So (to get meta again for a second) I am not arguing against logical argument. It's necessary, just not sufficient, is all I'm saying. It's nice to finally have solid evidence to point to on this matter.


Heiko said...

I think a simple comparison between human emissions and the annual CO2 increase in atmospheric inventory is the clincher.

This is so easy to check and calculate. I've just done it again for fun, and I get 2 billion tonnes of C per ppm increase of CO2 in the atmosphere just from a basic back of the envelope (surface area of the Earth, mass of the atmosphere from 10 tonnes per square metre, molar mass of air compared to moalar mass of CO2 and C).

So, if human emissions are some 7 billion tonnes of carbon per annum, and the atmospheric increase is 3-4 billion tonnes of carbon per annum, what further evidence do we need?

Michael Tobis said...

You would be amazed at how often this is called into question outside scientific circles.
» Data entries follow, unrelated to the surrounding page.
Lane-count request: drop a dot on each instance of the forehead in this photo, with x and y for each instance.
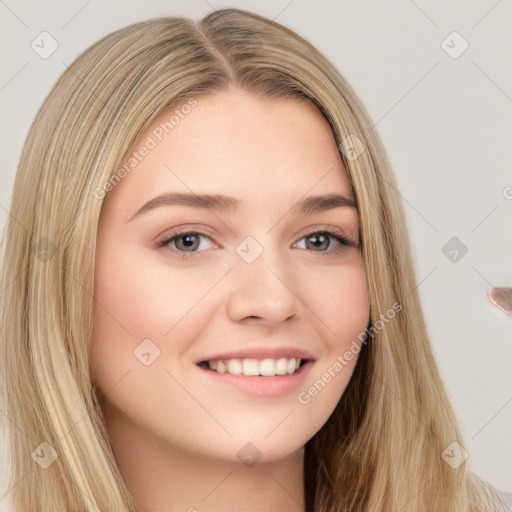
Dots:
(234, 143)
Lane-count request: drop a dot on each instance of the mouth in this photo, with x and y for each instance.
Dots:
(251, 367)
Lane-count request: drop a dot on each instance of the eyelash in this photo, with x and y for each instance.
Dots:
(343, 241)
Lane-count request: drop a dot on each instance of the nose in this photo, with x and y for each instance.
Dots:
(262, 292)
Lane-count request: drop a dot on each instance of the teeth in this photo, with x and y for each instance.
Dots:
(254, 367)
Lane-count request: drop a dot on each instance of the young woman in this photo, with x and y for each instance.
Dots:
(209, 301)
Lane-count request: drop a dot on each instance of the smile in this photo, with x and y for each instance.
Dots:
(253, 367)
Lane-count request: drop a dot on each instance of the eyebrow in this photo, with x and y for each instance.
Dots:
(219, 202)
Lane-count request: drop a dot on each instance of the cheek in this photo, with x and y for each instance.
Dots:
(338, 297)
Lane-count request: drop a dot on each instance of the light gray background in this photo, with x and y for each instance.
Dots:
(446, 123)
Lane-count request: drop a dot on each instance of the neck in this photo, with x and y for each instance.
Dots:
(161, 477)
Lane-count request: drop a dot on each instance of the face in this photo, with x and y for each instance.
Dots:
(251, 283)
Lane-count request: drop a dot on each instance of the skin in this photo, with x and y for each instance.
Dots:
(174, 431)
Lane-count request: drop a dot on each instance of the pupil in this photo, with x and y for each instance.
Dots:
(318, 240)
(188, 240)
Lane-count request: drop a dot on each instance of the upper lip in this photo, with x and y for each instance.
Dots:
(261, 353)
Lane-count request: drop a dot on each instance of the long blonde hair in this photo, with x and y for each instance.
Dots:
(381, 449)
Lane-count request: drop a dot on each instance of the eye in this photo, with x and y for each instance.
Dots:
(323, 241)
(189, 243)
(185, 242)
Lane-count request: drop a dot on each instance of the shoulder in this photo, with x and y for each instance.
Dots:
(506, 498)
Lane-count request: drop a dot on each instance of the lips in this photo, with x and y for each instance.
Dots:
(260, 353)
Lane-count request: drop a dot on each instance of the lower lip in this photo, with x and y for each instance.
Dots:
(263, 387)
It is true that there is little doubt from the CO2 trajectory and mass conservation arguments.

See the opening paragraphs of This article in Fermi Paradox which is what pointed me to the data, and to Tamino's blog.

People who stubbornly get the mass conservation records wrong are unlikely to be convinced by isotopes, either.

However, this "isotopes clinch the matter" has been common. The TAR makes the point without backing it up, which I consider a minor flaw, but surely a flaw.

It's nice to have something to point to to back up the assertion.

Heiko said...

What I don't understand is why the isotope graph can seriously be called a "clincher".

I find it quite poor evidence on its own. For example, look at the height of the valleys and peaks due to the annual cycle and the thirty year trends. The trend is much more important for CO2 concentrations than for the isotope ratio compared to the annual troughs and peaks. Roughly speaking the annual change is only a third the size of the 30 year trend for concentrations, but it's the same magnitude for the isotope ratio.

And, whatever reason is blamed for the increase in CO2, might be responsible for the change in isotope ratio (eg the supposed undersea volcanoes blamed for the increase get their CO2 from a reservoir rich in one isotope).

Or, the reason for the isotope trend might be completely unrelated, and it's pure co-incidence (say the ratio trend is due to a change in ocean absorption properties and the CO2 trend due to volcanoes).

The isotope data seem to me a little piece in a jigsaw puzzle, and by far and away the clincher is the simple mass balance, for two reasons. Firstly, it's easy to work out based on first principles. It requires essentially no reliance on other people's expertise/scientific authority. That's a point I greatly relish. Even for the simple effect of CO2 as a greenhouse gas, I've got to rely on other people's judgment. It should be straightforward to estimate, I am credibly told by people who should know it is. But, I can't do it myself. I know little about absorption bands, saturation of absorption bands etc.... I can't in fact think of an easy way to get from first principles to a reliable estimate of the simple greenhouse effect of CO2 (leaving out water vapour feedback etc.., which if included would be even more complex)

And secondly, the mass balance argument means we'd have to find a reason for why CO2 shouldn't have risen in spite of the emissions being more than 100% of the increase, and that's rather tough.